Dans l'ensemble, les coordonnateurs, les étudiants, et les animateurs eux-mêmes ont indiqué un ensemble de compétences et des connaissances particulières qu'il est important que les futurs animateurs possèdent, notamment : solide connaissance des questions relatives au tabac et plus particulièrement du renoncement au tabac chez les jeunes; compétences en matière d'animation de groupe; expérience et aisance en matière de travail auprès de ce groupe d'âge; capacité d'établir avec les jeunes des relations allant au-delà de la mise en oeuvre du programme d'études; souplesse; et connaissance des besoins des étudiants.

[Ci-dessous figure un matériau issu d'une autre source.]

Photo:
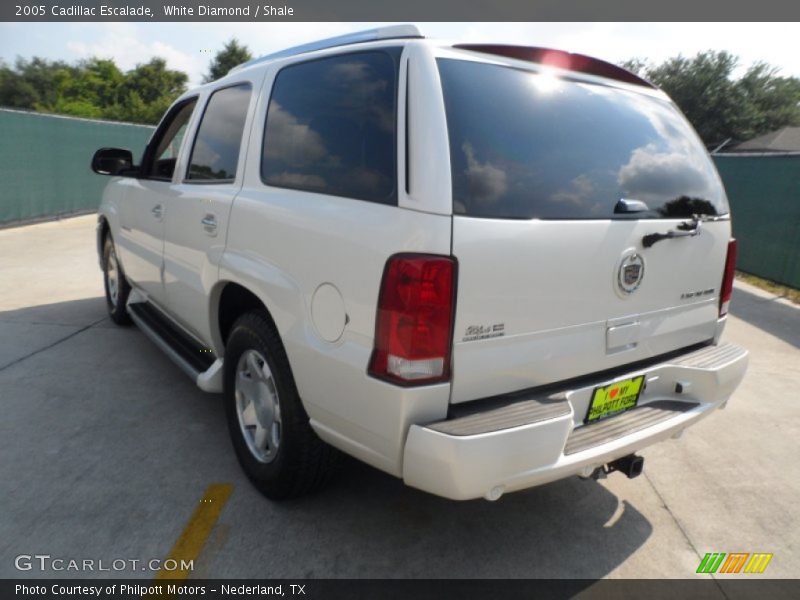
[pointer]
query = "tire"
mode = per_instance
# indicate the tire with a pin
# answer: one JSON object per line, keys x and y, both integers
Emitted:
{"x": 270, "y": 431}
{"x": 116, "y": 285}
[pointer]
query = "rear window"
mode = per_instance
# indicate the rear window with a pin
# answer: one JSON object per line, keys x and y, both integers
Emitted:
{"x": 529, "y": 145}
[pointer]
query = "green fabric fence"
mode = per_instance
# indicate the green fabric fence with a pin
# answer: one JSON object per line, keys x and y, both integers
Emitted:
{"x": 764, "y": 194}
{"x": 44, "y": 162}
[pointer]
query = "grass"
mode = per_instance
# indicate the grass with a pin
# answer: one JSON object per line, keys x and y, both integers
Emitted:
{"x": 784, "y": 291}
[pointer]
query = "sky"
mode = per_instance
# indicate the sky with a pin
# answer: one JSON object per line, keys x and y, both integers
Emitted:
{"x": 190, "y": 46}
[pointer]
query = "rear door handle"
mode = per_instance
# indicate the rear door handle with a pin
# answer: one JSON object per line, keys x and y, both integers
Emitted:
{"x": 210, "y": 224}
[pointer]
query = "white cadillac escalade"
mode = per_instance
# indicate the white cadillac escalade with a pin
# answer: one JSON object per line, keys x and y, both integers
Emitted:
{"x": 476, "y": 267}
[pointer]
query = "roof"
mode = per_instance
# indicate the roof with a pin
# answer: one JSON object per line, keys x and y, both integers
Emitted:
{"x": 786, "y": 139}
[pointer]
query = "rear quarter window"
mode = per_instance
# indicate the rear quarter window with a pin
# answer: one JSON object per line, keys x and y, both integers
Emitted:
{"x": 331, "y": 127}
{"x": 529, "y": 145}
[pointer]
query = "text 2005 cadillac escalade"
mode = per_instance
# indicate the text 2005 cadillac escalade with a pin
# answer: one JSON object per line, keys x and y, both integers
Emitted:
{"x": 476, "y": 267}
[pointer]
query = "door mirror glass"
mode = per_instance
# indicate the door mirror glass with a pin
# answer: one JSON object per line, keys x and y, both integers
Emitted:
{"x": 113, "y": 161}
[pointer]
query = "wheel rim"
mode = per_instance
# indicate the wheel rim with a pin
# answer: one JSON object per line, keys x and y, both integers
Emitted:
{"x": 257, "y": 406}
{"x": 112, "y": 276}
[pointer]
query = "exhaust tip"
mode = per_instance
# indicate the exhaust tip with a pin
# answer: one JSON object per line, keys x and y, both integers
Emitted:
{"x": 631, "y": 465}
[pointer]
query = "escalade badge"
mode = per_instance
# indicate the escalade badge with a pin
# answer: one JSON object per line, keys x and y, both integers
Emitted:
{"x": 631, "y": 272}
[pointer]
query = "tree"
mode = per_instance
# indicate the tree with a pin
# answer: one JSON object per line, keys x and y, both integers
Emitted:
{"x": 147, "y": 91}
{"x": 719, "y": 106}
{"x": 93, "y": 88}
{"x": 231, "y": 55}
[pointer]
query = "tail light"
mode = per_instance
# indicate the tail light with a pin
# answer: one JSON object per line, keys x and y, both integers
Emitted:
{"x": 414, "y": 325}
{"x": 726, "y": 289}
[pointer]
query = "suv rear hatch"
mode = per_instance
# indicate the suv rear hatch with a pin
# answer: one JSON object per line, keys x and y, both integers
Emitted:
{"x": 556, "y": 182}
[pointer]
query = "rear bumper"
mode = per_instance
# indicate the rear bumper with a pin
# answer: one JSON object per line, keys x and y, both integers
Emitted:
{"x": 541, "y": 439}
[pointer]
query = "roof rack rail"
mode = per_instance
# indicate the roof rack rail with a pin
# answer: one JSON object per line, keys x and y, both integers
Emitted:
{"x": 370, "y": 35}
{"x": 560, "y": 59}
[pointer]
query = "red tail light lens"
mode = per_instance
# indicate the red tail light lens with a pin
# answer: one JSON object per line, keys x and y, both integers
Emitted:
{"x": 414, "y": 325}
{"x": 726, "y": 289}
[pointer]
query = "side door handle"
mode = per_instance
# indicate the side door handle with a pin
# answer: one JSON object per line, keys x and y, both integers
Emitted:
{"x": 210, "y": 224}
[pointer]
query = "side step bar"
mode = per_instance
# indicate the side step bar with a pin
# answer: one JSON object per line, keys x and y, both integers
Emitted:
{"x": 199, "y": 363}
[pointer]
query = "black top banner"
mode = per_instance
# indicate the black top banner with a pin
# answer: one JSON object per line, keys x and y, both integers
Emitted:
{"x": 390, "y": 589}
{"x": 398, "y": 10}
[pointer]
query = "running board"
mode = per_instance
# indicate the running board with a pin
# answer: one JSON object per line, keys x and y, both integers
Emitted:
{"x": 199, "y": 363}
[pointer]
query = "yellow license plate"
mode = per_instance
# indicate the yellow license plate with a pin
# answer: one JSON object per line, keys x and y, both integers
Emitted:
{"x": 614, "y": 398}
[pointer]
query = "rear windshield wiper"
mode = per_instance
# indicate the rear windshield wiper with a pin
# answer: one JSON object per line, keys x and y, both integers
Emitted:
{"x": 686, "y": 229}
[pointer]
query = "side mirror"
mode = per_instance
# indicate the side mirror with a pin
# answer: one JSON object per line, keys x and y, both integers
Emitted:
{"x": 112, "y": 161}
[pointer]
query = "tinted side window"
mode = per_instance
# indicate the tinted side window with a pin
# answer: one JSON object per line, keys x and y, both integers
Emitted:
{"x": 526, "y": 145}
{"x": 331, "y": 127}
{"x": 215, "y": 154}
{"x": 162, "y": 152}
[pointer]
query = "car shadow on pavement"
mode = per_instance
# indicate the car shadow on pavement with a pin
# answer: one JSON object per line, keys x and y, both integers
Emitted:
{"x": 369, "y": 524}
{"x": 121, "y": 418}
{"x": 774, "y": 317}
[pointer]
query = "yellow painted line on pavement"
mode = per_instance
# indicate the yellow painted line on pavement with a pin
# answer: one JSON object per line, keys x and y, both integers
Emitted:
{"x": 191, "y": 542}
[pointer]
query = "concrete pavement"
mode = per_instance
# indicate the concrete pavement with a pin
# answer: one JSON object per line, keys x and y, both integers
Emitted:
{"x": 107, "y": 448}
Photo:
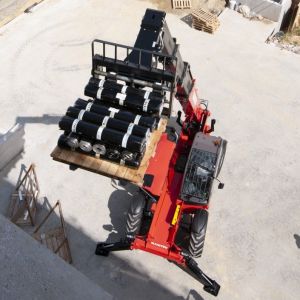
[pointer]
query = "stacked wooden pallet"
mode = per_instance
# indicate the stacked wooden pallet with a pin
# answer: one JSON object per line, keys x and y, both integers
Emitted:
{"x": 181, "y": 4}
{"x": 205, "y": 21}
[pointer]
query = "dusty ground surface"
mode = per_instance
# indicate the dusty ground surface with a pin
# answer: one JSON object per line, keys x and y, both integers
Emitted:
{"x": 215, "y": 6}
{"x": 252, "y": 245}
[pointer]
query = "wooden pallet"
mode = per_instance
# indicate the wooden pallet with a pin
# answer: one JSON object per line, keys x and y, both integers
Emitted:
{"x": 54, "y": 239}
{"x": 181, "y": 4}
{"x": 204, "y": 21}
{"x": 108, "y": 168}
{"x": 24, "y": 6}
{"x": 23, "y": 203}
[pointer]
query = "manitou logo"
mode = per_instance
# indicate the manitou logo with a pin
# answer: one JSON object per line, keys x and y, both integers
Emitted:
{"x": 159, "y": 245}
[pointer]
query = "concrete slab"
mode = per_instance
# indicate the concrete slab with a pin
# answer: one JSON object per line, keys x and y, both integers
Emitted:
{"x": 30, "y": 271}
{"x": 250, "y": 247}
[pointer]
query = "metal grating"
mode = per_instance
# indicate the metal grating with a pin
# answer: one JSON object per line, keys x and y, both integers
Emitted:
{"x": 199, "y": 176}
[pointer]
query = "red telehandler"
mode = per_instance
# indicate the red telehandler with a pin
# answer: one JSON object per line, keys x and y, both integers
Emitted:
{"x": 168, "y": 217}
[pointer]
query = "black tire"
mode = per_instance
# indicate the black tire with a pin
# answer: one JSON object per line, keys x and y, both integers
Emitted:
{"x": 135, "y": 215}
{"x": 198, "y": 231}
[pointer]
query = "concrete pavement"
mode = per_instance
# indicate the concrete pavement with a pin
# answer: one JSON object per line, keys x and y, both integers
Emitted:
{"x": 254, "y": 95}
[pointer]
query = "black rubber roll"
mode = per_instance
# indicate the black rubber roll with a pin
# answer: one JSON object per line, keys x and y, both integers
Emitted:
{"x": 132, "y": 101}
{"x": 120, "y": 88}
{"x": 128, "y": 141}
{"x": 112, "y": 123}
{"x": 122, "y": 157}
{"x": 123, "y": 115}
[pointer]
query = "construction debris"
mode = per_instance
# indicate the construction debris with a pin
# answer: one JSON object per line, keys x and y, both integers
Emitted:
{"x": 55, "y": 238}
{"x": 204, "y": 21}
{"x": 23, "y": 205}
{"x": 282, "y": 40}
{"x": 245, "y": 11}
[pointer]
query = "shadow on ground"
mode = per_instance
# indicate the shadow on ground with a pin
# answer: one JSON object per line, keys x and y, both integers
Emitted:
{"x": 116, "y": 275}
{"x": 297, "y": 240}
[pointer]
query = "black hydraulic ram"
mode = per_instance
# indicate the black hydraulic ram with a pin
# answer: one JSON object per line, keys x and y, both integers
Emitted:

Les étudiants participants ont insisté sur le fait que les animateurs doivent éviter de porter des jugements, et adopter une attitude positive, agréable, bienveillante et compréhensive. Le fait d'être un ancien fumeur accroît également la crédibilité des animateurs auprès des jeunes.
Suggestions pour améliorer l'animation
Dans l'ensemble, la majorité des participants, des animateurs et des étudiants étaient très satisfaits de nombreux aspects du programme.
Leçons retenues au sujet de l'approche du programme
Les animateurs ont bien accueilli l'approche axée sur le comportement qui sert de fondement au programme, et ils étaient à l'aise à l'idée d'utiliser une approche planifiée de renoncement par étape. En général, les animateurs comprenaient l'importance de favoriser l'auto-efficacité et la motivation des étudiants et ont été en mesure de créer un climat propice à l'apprentissage et à l'autoévaluation des étudiants, tel que documenté dans les résultats des groupes de discussion et des enquêtes menés auprès des jeunes (voir l'annexe D - Rapport technique).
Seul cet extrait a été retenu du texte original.